Though Dixie is learning that the family she once believed was happy has deep fractures, even her vivid imagination couldn’t concoct the events about to unfold. Dixie records everything in her diary—her parents’ fights, her father’s drinking and his unexplained departure, and the arrival of Uncle Ray. Only when Dixie desperately needs help and is met with disbelief does she realize how much damage her past lies have done. But she has courage and a spirit that may yet prevail, forcing secrets into the open and allowing her to forgive and become whole again.

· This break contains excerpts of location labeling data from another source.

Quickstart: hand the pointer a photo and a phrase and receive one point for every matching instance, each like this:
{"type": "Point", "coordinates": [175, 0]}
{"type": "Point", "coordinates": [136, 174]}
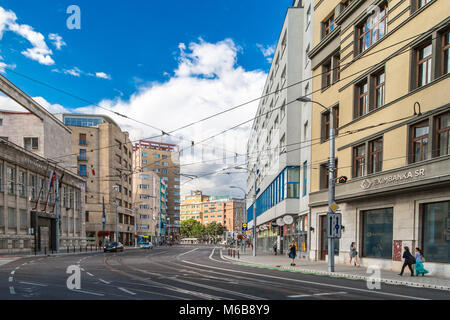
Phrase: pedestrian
{"type": "Point", "coordinates": [354, 254]}
{"type": "Point", "coordinates": [409, 261]}
{"type": "Point", "coordinates": [292, 252]}
{"type": "Point", "coordinates": [419, 263]}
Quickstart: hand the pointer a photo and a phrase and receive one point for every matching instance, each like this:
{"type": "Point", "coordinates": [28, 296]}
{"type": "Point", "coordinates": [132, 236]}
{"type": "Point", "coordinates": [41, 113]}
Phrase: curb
{"type": "Point", "coordinates": [340, 275]}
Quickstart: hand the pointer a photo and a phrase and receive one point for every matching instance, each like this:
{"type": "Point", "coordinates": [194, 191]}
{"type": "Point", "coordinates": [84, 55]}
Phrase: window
{"type": "Point", "coordinates": [82, 139]}
{"type": "Point", "coordinates": [421, 3]}
{"type": "Point", "coordinates": [31, 143]}
{"type": "Point", "coordinates": [424, 60]}
{"type": "Point", "coordinates": [11, 180]}
{"type": "Point", "coordinates": [377, 229]}
{"type": "Point", "coordinates": [372, 29]}
{"type": "Point", "coordinates": [82, 154]}
{"type": "Point", "coordinates": [328, 25]}
{"type": "Point", "coordinates": [419, 141]}
{"type": "Point", "coordinates": [326, 80]}
{"type": "Point", "coordinates": [293, 182]}
{"type": "Point", "coordinates": [446, 53]}
{"type": "Point", "coordinates": [362, 94]}
{"type": "Point", "coordinates": [435, 225]}
{"type": "Point", "coordinates": [379, 80]}
{"type": "Point", "coordinates": [376, 155]}
{"type": "Point", "coordinates": [83, 172]}
{"type": "Point", "coordinates": [442, 129]}
{"type": "Point", "coordinates": [359, 155]}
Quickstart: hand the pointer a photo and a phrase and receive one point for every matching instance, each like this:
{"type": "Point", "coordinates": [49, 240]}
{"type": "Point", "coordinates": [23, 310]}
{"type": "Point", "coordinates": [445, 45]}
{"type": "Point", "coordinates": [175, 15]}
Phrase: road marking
{"type": "Point", "coordinates": [34, 283]}
{"type": "Point", "coordinates": [303, 281]}
{"type": "Point", "coordinates": [88, 292]}
{"type": "Point", "coordinates": [127, 291]}
{"type": "Point", "coordinates": [329, 293]}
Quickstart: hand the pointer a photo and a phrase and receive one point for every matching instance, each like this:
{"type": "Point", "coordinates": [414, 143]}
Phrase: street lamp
{"type": "Point", "coordinates": [254, 206]}
{"type": "Point", "coordinates": [331, 179]}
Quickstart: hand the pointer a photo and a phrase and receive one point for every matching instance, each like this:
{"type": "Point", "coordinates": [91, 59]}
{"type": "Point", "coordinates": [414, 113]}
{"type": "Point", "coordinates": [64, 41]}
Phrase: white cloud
{"type": "Point", "coordinates": [57, 40]}
{"type": "Point", "coordinates": [207, 80]}
{"type": "Point", "coordinates": [102, 75]}
{"type": "Point", "coordinates": [40, 51]}
{"type": "Point", "coordinates": [267, 51]}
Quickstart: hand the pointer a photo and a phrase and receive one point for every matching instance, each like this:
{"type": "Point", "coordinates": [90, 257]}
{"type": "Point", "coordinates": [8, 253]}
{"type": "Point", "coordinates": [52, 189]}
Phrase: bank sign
{"type": "Point", "coordinates": [393, 179]}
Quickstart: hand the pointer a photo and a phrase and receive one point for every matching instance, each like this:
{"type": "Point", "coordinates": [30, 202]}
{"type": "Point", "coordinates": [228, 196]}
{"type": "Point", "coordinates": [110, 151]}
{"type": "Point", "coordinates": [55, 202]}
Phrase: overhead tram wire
{"type": "Point", "coordinates": [224, 111]}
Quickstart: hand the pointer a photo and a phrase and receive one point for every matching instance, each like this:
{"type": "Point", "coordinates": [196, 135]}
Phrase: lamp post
{"type": "Point", "coordinates": [254, 207]}
{"type": "Point", "coordinates": [331, 179]}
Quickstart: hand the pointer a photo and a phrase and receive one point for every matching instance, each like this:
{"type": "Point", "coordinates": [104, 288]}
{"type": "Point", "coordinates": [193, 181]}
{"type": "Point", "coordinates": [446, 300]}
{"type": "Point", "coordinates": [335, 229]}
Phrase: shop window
{"type": "Point", "coordinates": [359, 159]}
{"type": "Point", "coordinates": [376, 155]}
{"type": "Point", "coordinates": [435, 226]}
{"type": "Point", "coordinates": [442, 134]}
{"type": "Point", "coordinates": [373, 29]}
{"type": "Point", "coordinates": [419, 141]}
{"type": "Point", "coordinates": [377, 230]}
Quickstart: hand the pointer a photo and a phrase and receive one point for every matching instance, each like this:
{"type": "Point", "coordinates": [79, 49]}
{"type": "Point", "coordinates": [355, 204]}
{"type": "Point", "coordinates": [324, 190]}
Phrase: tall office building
{"type": "Point", "coordinates": [105, 161]}
{"type": "Point", "coordinates": [164, 160]}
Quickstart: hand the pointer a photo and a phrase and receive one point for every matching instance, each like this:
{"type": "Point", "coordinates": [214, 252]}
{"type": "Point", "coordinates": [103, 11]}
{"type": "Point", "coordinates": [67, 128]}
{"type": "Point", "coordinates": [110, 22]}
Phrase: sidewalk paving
{"type": "Point", "coordinates": [282, 262]}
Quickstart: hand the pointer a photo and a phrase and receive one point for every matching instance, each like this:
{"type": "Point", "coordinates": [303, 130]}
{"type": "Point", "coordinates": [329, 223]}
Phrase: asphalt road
{"type": "Point", "coordinates": [180, 273]}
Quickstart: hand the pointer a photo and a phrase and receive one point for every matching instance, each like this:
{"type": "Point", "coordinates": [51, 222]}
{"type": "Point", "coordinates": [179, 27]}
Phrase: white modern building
{"type": "Point", "coordinates": [278, 149]}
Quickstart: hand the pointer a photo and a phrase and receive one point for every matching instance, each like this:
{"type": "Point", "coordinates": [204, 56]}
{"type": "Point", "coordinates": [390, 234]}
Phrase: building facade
{"type": "Point", "coordinates": [278, 150]}
{"type": "Point", "coordinates": [147, 203]}
{"type": "Point", "coordinates": [383, 67]}
{"type": "Point", "coordinates": [164, 160]}
{"type": "Point", "coordinates": [31, 207]}
{"type": "Point", "coordinates": [104, 159]}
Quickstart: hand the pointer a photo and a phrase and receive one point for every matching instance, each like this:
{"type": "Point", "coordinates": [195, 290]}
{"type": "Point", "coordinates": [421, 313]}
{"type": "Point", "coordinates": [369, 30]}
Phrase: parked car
{"type": "Point", "coordinates": [147, 246]}
{"type": "Point", "coordinates": [113, 247]}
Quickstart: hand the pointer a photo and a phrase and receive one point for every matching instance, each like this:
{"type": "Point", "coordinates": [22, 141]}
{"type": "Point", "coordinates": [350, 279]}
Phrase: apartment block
{"type": "Point", "coordinates": [382, 69]}
{"type": "Point", "coordinates": [104, 159]}
{"type": "Point", "coordinates": [164, 160]}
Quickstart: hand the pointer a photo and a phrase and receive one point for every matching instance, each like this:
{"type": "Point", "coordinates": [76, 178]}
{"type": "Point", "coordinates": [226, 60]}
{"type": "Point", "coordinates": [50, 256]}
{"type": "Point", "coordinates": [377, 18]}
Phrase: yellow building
{"type": "Point", "coordinates": [383, 67]}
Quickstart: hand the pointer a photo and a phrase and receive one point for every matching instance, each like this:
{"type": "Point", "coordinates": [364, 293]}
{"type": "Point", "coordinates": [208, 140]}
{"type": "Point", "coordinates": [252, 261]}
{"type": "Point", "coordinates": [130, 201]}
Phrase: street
{"type": "Point", "coordinates": [180, 273]}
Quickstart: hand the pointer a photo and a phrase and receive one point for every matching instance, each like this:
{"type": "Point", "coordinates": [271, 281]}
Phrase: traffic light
{"type": "Point", "coordinates": [342, 179]}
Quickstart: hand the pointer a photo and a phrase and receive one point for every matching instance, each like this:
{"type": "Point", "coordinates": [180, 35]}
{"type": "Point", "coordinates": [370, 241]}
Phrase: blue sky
{"type": "Point", "coordinates": [133, 42]}
{"type": "Point", "coordinates": [166, 63]}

Narrated by her young heroine in a voice as sure and resonant as The Secret Life of Bees’ Lily or Bastard Out of Carolina’s Bone, Donna Everhart’s remarkable debut is a story about mothers and daughters, the guilt and pain that pass between generations, and the truths that are impossible to hide, especially from ourselves.
Author: Donna Everhart
Title: The Education of Dixie Dupree
Genre: Coming of Age
Expected Publication: October 25th, 2016 by Kensington Books
Dixie Dupree’s observations about her life and the people in it create a vivid world that is sometimes funny, sometimes agonizing, that always feels very real. She finds that life can be ugly, even brutal, and she faces it all with incredible strength and resilience.
There’s no gentle way to tell such a story such as this and still have it ring true. In this magnificent debut novel, Everhart writes with gritty realism and shines a harsh light on the ugliness of abuse. This isn’t an easy read sometimes, but stories that deal with abuse shouldn’t be easy to read. They should make the reader feel intensely uncomfortable and empathetic towards the character that suffers through it. The Education of Dixie Dupree absolutely does this. Being told through the eyes of a child makes it even more poignant and, in the end, triumphant.
Dixie Dupree, with her spirited tenacity and courage, is going to linger in my mind for quite some time.